Integrantes da CPI pretendem aprovar a convocação tanto de Carlos Bolsonaro quanto de Guedes, além do ex-chefe da assessoria de Comunicação Social (Secom), Fabio Wajngarten. Já o ex-ministro Eduardo Pazuello pediu o adiamento de seu depoimento, A oitiva foi remarcada para o dia 19.

Mandetta revelou que chegou a ser avaliado, em reunião ministerial, um decreto que alterasse a bula da cloroquina e o remédio fosse indicado pela Agência Nacional de Vigilância Sanitária (Anvisa) para o tratamento da covid-19. A cloroquina é um medicamento para o tratamento de malária e não há comprovação científica de sua eficácia contra a covid.

“Havia sobre a mesa um papel não timbrado de um decreto presidencial para que fosse sugerido daquela reunião que se mudasse a bula da cloroquina na Anvisa, colocando na bula a indicação de cloroquina para [o combate ao] coronavírus”, contou.
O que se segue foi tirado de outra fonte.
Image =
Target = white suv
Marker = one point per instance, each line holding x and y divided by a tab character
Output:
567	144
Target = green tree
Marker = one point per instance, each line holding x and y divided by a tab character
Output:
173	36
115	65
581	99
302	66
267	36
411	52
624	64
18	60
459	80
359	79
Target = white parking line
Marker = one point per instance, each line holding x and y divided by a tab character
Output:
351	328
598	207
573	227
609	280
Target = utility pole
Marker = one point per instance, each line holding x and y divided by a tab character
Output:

A sugestão não foi levada à frente após a objeção do presidente da Anvisa.

Relator da CPI, o senador Renan Calheiros (MDB-AL) avaliou que o depoimento de Mandetta, que durou cerca de sete horas, foi um importante indicativo de que Bolsonaro foi o principal culpado por eventuais erros nas ações do governo na pandemia.

“O depoimento mostrou que houve aconselhamento paralelo, adoção da cloroquina ao arrepio do Ministério da Saúde, participação de Carlos Bolsonaro em reuniões e alerta sobre as 180 mil mortes [até o fim de 2020]”, disse. “Bolsonaro divergiu das orientações científicas, no isolamento e na cloroquina. Foi um depoimento importante na minha opinião para clarear exatamente o que ocorreu naquele momento inicial”, complementou.

Já do lado dos governistas, as perguntas se repetiram, essencialmente, sobre se Mandetta não poderia ter tomado medidas antecipadamente, como pedir o adiamento do carnaval, ou o motivo de não ter apoiado o chamado tratamento precoce, com uso de medicamentos sem comprovação científica. Ele lembrou que, à época, não se tinha noção do que viria a acontecer, tanto que representou o Brasil no Fórum Econômico em Davos, no fim de janeiro de 2020. “Não tinha ninguém de máscara. O mundo estava ainda andando”.

Em momento constrangedor, Mandetta foi questionado pelo senador Ciro Nogueira (PP-PI) sobre ter recomendado que as pessoas só procurassem auxílio médico caso já estivessem com sintomas avançados, e se isso não o tornava responsável pelo alto número de mortes.

Só que o ex-ministro havia recebido na véspera, por engano, exatamente a mesma pergunta do ministro das Comunicações, Fábio Faria (PSD-RN), em seu celular. Faria apagou a mensagem na sequência, contou Mandetta.

O incidente reforça a ideia de que o governo tem orientado senadores governistas da CPI.

Na semana passada, “O Globo” mostrou que requerimentos apresentados pelo mesmo Ciro Nogueira e por Jorginho Mello (PL-SC) defendendo a convocação de médicos que defendem tratamento precoce tinham registros de uma servidora do Palácio do Planalto.

Mandetta eximiu de culpa as Forças Armadas, alegando que ministros da ala militar queriam sua permanência. Mas avaliou que o país não passaria por uma segunda onda de infecções caso a equipe à frente do Ministério da Saúde fosse “técnica” - o general Eduardo Pazuello ocupou o cargo durante a maior parte da crise sanitária.